There are 4 steps to run ARAP, and each step will produce some significant output files:

    (1). QC and Mapping:
        1). The output files of QC for each sample will be saved in the sub-directory /fastqc of each sample-specific directory. Users can check this directory for Quality control for each sample.
        2). The mapping result will be saved in each sample-specific directory. The file name is something like tophat_*****.bam

    (2). Calculation of FPKM and read count:
        1). The output files of calculation of FPKM will be saved in each sample-specific directory. The file name is genes.fpkm_tracking.
        2). The output files of calculation of read count will be saved in each sample-specific directory. The file name is something like *****merged.nsorted.count

    (3). Differential expression analysis with Cuffdiff:
        The differential gene expression analysis using Cuffdiff will be saved in the $PWD directoty. The file name is gene_exp.diff. Users can use Excel to open it and find out the differential expression genes using P value cutoff.

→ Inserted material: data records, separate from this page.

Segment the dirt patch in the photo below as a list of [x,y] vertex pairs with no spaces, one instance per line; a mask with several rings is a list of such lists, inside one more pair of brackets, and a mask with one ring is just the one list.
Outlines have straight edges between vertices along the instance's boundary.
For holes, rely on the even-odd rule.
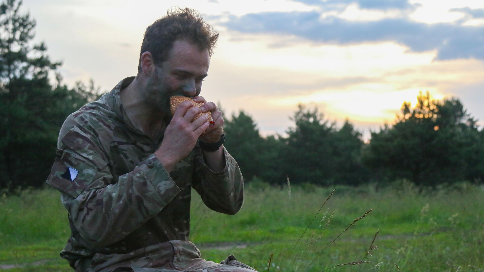
[[7,269],[13,269],[14,268],[23,268],[26,266],[37,266],[42,265],[52,261],[51,259],[46,259],[44,260],[39,260],[33,262],[28,263],[20,263],[17,264],[0,264],[0,270],[5,270]]

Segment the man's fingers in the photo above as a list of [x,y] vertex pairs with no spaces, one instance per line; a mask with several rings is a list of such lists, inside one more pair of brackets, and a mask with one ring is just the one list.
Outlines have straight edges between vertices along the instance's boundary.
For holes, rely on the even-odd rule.
[[[187,109],[193,105],[193,104],[190,101],[183,101],[177,107],[177,109],[175,110],[175,114],[173,114],[173,117],[182,118],[185,115],[185,113],[186,112]],[[193,119],[193,117],[192,119]],[[192,120],[190,119],[190,121],[192,121]]]
[[203,106],[202,106],[202,111],[203,112],[207,112],[208,111],[211,111],[212,112],[216,111],[217,106],[215,105],[213,102],[208,102],[205,103]]
[[195,116],[201,112],[202,111],[200,109],[200,107],[193,106],[189,108],[186,111],[186,113],[185,114],[183,118],[188,120],[189,122],[191,122],[192,120],[193,120],[193,119],[195,118]]
[[215,122],[217,121],[217,120],[218,120],[219,118],[223,118],[222,116],[222,112],[221,112],[220,111],[215,111],[215,112],[212,111],[212,120],[215,121]]
[[203,96],[195,96],[192,99],[197,103],[199,103],[200,102],[207,103],[207,100],[205,100],[205,99]]
[[192,127],[193,130],[195,131],[200,126],[203,125],[204,123],[208,121],[209,121],[209,115],[205,114],[194,120],[192,122],[192,123],[190,124],[190,125]]
[[[200,119],[201,117],[198,118]],[[202,124],[202,125],[199,126],[197,129],[196,129],[194,132],[197,134],[197,135],[199,136],[202,135],[202,133],[207,130],[207,129],[209,128],[209,126],[210,125],[210,122],[208,121],[206,121],[204,123]]]

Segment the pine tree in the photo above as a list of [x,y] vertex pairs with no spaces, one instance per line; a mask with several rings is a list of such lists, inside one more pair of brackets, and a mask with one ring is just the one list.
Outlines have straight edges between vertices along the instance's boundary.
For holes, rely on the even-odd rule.
[[43,42],[32,44],[35,21],[19,13],[21,3],[0,5],[0,188],[43,184],[62,122],[76,109],[69,105],[93,98],[62,85],[59,74],[51,85],[49,73],[60,63]]

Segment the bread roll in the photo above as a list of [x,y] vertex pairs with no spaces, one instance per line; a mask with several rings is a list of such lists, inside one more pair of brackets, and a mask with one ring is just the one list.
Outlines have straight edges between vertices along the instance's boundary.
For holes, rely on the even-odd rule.
[[[177,108],[178,107],[178,105],[179,105],[180,103],[187,100],[192,102],[192,104],[193,104],[193,106],[197,106],[200,107],[202,106],[202,105],[205,104],[203,102],[196,102],[190,97],[187,97],[186,96],[172,96],[171,97],[170,97],[170,109],[171,110],[171,114],[175,114],[175,111],[176,110]],[[197,114],[195,117],[193,118],[193,120],[192,120],[192,121],[193,121],[195,119],[206,113],[208,114],[209,115],[209,121],[210,121],[210,123],[212,124],[214,124],[215,122],[214,122],[213,120],[212,119],[212,112],[211,112],[210,110],[206,113],[200,112],[200,113]]]

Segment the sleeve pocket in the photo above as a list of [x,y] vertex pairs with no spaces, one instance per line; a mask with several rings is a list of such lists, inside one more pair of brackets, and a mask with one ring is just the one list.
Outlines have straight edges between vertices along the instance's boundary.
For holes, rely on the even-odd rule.
[[75,198],[92,183],[98,171],[89,160],[58,149],[55,162],[46,183]]

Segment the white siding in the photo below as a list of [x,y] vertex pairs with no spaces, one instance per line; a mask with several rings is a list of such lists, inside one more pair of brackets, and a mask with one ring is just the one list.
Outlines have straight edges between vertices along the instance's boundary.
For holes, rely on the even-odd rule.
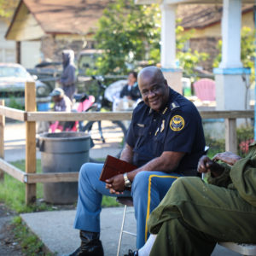
[[15,42],[5,40],[8,26],[0,20],[0,62],[15,62]]
[[32,68],[42,61],[40,41],[22,41],[20,44],[21,65],[23,67]]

    (4). Differential expression analysis with DESeq and edgeR, and gene ontology and pathway analysis:
        1). The differential expresion analysis with DESeq will be saved in the $PWD directory. The file name is DESeq_simpleDesignResults.txt. Users can use Excel to open it and find out the differential expression genes with P values.
        2). The differential expresion analysis with edgeR will be saved in the $PWD directory. The file name is edgeR_simpleDesignResults.txt. Users can use Excel to open it and find out the differential expression genes with P values.
        3). The gene ontology result will be saved in the $PWD directory. The file name is GO_final_result_sorted.txt. Users can use Excel to open it and find out the differential expression genes with P values. The KEGG IDs is saved in the $PWD directory. The file name is KEGG_ids.txt.